Are You Spiritually Blind?

          Charley Boswell was a star football and baseball player at the University of Alabama. He played minor league baseball for the Atlanta Crackers in 1941. In WWII, he was blinded when a German artillery shell exploded as he was pulling a crew member from a tank.

          Boswell rehabbed at an army facility in Philadelphia that specialized in eye injuries and took up golf during his recovery. He was such a great athlete that his game rapidly improved and he placed second in the national blind golf championship in Inglewood, California. The next year he won the championship at the Northland Country Club in Duluth, Minnesota. That victory launched a career in which he won 16 national championships and eleven international championships.

          In 1958, Boswell came to Fort Worth to receive the coveted Ben Hogan Award. Hogan agreed to play a round of golf with Charley. Boswell said, “Would you like to play for money?”

          Hogan said, “That wouldn’t be fair!”

          Boswell said, “C’mon, Mr. Hogan, are you afraid to play a blind golfer?”

          Hogan was pretty competitive and said, “OK, I’ll play for money. How much?”

          Boswell said, “$1,000 per hole.”

          Hogan said, “That’s a lot. How many strokes do you want me to give you?”

          Boswell said, “No strokes. I’ll play you straight up.”

          Hogan said, “Charley, I can’t do it. What would people think of me taking advantage of a blind man?”

          Boswell smile and said, “Don’t worry, Mr. Hogan. Our tee time is tonight at midnight.”

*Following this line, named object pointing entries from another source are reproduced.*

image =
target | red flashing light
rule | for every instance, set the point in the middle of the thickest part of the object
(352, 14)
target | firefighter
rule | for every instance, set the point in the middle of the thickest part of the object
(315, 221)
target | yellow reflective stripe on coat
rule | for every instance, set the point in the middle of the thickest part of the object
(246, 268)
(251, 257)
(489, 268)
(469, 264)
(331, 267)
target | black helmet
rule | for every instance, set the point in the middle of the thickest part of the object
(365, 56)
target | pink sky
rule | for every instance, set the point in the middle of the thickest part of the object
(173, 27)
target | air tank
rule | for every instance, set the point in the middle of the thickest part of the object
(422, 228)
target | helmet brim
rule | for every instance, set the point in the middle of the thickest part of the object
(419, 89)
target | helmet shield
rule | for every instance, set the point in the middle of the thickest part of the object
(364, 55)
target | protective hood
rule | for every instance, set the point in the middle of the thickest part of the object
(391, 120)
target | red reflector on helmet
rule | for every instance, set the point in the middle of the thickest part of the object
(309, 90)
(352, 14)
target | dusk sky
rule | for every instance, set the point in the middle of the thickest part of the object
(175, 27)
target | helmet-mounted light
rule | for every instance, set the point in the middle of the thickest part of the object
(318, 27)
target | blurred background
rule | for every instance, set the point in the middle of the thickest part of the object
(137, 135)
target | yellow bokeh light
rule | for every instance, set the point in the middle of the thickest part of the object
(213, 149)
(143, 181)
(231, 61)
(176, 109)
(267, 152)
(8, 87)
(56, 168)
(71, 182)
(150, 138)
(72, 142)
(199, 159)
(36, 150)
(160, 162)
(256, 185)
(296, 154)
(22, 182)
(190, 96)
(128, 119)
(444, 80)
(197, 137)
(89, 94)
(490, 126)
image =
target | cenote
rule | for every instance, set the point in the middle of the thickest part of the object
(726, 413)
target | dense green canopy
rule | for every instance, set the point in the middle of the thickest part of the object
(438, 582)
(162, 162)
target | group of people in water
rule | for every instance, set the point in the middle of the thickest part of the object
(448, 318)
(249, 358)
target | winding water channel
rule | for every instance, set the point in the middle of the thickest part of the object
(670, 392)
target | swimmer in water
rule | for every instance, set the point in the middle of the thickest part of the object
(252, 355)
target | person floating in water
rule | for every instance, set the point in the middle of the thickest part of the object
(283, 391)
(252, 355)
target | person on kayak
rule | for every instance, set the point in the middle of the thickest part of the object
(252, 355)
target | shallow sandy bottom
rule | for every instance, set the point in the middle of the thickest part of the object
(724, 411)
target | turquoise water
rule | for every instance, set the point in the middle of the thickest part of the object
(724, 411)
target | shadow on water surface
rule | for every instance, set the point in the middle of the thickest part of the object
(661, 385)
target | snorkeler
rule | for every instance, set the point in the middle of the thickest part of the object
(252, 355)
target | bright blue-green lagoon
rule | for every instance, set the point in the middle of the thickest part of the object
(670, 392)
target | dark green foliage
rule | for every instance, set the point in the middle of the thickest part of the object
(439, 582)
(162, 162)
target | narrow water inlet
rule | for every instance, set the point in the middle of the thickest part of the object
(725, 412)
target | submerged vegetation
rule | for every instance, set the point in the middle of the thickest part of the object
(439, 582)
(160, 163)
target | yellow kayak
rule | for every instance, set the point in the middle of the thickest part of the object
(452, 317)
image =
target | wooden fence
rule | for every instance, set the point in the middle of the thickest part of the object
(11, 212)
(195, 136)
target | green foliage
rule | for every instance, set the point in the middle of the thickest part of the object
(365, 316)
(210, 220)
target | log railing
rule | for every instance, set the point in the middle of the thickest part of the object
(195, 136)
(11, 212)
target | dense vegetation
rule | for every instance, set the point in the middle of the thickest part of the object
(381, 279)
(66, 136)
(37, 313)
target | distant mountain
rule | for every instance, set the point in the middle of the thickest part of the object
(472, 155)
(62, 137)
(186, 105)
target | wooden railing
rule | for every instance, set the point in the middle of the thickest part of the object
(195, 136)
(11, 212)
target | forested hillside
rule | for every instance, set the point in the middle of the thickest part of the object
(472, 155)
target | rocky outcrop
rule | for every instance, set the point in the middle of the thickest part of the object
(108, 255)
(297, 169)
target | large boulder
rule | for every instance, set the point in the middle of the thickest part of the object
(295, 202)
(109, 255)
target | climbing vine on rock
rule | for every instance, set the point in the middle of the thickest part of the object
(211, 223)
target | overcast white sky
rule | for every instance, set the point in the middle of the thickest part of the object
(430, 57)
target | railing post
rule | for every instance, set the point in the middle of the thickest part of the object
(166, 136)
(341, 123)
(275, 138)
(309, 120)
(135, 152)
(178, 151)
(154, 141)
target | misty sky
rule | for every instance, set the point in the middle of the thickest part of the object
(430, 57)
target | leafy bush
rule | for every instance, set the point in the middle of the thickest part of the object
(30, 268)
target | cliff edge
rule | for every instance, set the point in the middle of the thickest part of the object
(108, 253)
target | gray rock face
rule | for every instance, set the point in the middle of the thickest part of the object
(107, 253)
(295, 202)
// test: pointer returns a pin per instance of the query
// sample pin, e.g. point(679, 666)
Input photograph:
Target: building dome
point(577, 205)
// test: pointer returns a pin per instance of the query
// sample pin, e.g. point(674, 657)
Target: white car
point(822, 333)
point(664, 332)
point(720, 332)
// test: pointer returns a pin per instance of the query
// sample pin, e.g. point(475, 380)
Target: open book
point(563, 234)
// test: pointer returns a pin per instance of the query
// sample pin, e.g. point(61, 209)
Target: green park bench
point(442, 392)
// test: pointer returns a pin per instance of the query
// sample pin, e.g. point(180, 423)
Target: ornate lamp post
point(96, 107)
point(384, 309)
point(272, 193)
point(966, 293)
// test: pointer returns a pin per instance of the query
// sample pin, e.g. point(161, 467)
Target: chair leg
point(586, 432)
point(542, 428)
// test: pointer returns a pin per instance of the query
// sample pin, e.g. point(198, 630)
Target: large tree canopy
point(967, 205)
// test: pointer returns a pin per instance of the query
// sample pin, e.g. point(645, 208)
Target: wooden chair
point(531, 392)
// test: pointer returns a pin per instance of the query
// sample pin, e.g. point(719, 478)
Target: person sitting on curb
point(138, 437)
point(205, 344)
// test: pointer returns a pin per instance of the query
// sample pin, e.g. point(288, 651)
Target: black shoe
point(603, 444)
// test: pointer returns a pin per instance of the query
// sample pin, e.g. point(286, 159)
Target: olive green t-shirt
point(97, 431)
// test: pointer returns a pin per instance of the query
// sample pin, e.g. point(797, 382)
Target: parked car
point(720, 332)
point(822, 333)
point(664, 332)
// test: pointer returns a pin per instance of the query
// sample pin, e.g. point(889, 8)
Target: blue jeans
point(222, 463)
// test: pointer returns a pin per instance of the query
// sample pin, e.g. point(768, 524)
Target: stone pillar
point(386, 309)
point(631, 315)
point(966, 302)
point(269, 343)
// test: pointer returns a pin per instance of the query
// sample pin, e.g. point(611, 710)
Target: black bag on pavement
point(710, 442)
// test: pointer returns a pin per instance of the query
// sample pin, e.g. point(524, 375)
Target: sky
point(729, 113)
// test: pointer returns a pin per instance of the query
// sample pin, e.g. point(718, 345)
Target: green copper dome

          Boswell wrote a memoir entitled Now I See. The blind beggar Bartimaeus could have used the same title had he penned his story. One moment he was blind, the next moment he had sight. Can you imagine the exhilaration?

          It was just another day of sitting and begging for Bartimaeus, but he sensed a stir in the crowd and heard that Jesus was passing his way. So he cried out, “Jesus, Son of David, have mercy on me” (Mark 10:47).

          Bartimaeus may have been blind, but he saw he had a need, and had the insight that Jesus could help him. Faith believes before you can see. In fact, faith believes what you can’t see.

Though Bartimaeus was blind, he called out to Jesus, believing Jesus could heal him right away. That’s faith!

Helen Keller was asked once, “Isn’t it terrible to be blind?”

          She responded, “Better to be blind and see with your heart than to have two good eyes and see nothing.”

          Too many people can see physically but are blind spiritually. Spiritual blindness is the condition in which a person cannot understand, perceive, grasp or comprehend spiritual truth.

Satan often keeps people in the dark. 2 Corinthians 4:4 reads, “The god of this age has blinded the minds of unbelievers, so they cannot see the light of the gospel of the glory of Christ . . .”

Satan keeps people from coming to Christ or hinders believers from growing in Christ by blinding them to the truth of God. Yet, when they turn to Christ, Jesus can help them see through spiritual eyes.

          Bartimaeus requested sight. Immediately, Jesus gave Bartimaeus sight and he followed Jesus.

          Bartimaeus not only sensed his need, he seized this opportunity (Jesus possibly passed this way only once and he had to seize the moment).

He also persevered and overcame the major hindrance of bystanders attempting to silence him. Isn’t it sad that sometimes well-meaning people keep people from coming to Jesus? They saw Bartimaeus as a nuisance and discouraged him.

          Yet, verse 48 records that Bartimaeus cried out even more. Bartimaeus was determined to get Jesus’ attention. He was truly seeking Jesus.

          Jesus asked, “What do you want me to do for you?” The answer was obvious, but Jesus wanted to hear Bartimaeus ask for sight. His asking expressed faith and demonstrated confidence that Jesus had the power to heal.

          Jesus said, “Go your way; your faith has made you well, or, literally, “saved you.” Faith always sees what the human eye cannot see.

          That’s why Paul wrote, “For we walk by faith, and not by sight” (2 Corinthians 5:7)

          Do you see God at work, or are you spiritually blind and spiritually dense? Lord, help us to see with eyes of faith and have the ability to grasp spiritual truth.